Pour les entreprises, l’intérêt de l’IA est avant tout économique : si une même quantité de travail peut être réalisée plus rapidement, la productivité peut augmenter, ce qui permet de produire davantage, de réduire certains coûts ou de consacrer plus de ressources à l’innovation. Mais ce gain n’a rien d’automatique. Une entreprise qui achète un outil d’IA sans modifier son organisation n’en récoltera pas nécessairement les bénéfices : la technologie doit être intégrée dans les processus de travail, les collaborateurs doivent être formés, et les résultats produits par l’IA doivent pouvoir être contrôlés. L’OCDE identifie d’ailleurs le manque de compétences comme l’un des principaux obstacles à l’adoption de l’IA, juste derrière le coût, l’enjeu n’est donc pas seulement technologique, il est aussi organisationnel et humain. Il serait d’ailleurs prématuré de répondre par oui ou par non de manière générale à la question de la disparition des emplois : l’OCDE estime qu’une part importante des emplois dans les économies avancées est exposée à l’IA, mais « exposition » ne signifie pas « disparition ». Un emploi peut être exposé parce que certaines de ses tâches peuvent être automatisées, tout en restant nécessaire sous une forme différente. Les données récentes montrent par ailleurs que l’adoption progresse rapidement : en 2025, 20,2 % des entreprises des pays de l’OCDE pour lesquels des données sont disponibles déclaraient utiliser l’IA, contre 14,2 % en 2024 et 8,7 % en 2023, avec un net écart selon la taille des structures, 52,0 % des grandes entreprises contre 17,4 % des petites. La transition sera donc probablement progressive et très inégale selon les secteurs, les entreprises et les professions.

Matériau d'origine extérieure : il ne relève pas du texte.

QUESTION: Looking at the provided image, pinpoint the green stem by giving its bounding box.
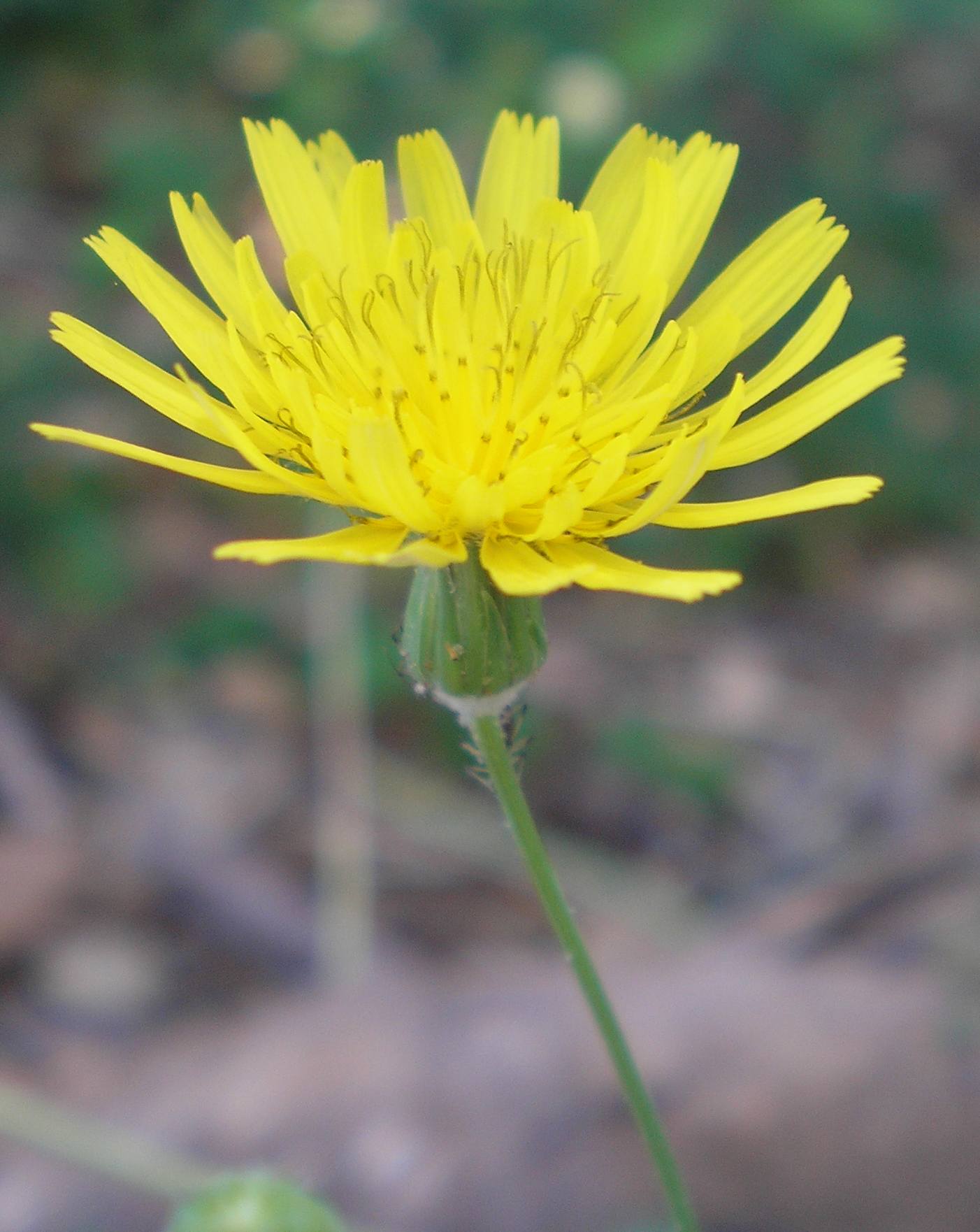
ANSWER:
[0,1084,215,1201]
[469,716,698,1232]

La question pourrait finalement être moins « l’IA va-t-elle supprimer nos emplois ? » que « sommes-nous capables d’adapter nos emplois à l’IA ? ». Les entreprises devront apprendre à identifier les tâches qui peuvent être automatisées, mais aussi celles pour lesquelles l’intervention humaine reste déterminante ; les salariés devront, eux, actualiser régulièrement leurs compétences. Cette évolution ne signifie pas que chacun devra devenir spécialiste de l’intelligence artificielle, elle signifie plutôt que la capacité à travailler avec ces outils pourrait devenir progressivement une composante normale de nombreux métiers. L’IA pourrait donc transformer le travail bien avant de le remplacer. Et c’est peut-être là le véritable changement : demain, le professionnel le plus compétitif ne sera pas nécessairement celui qui sait faire le travail le plus vite, mais celui qui saura combiner efficacement ses compétences avec celles d’une machine.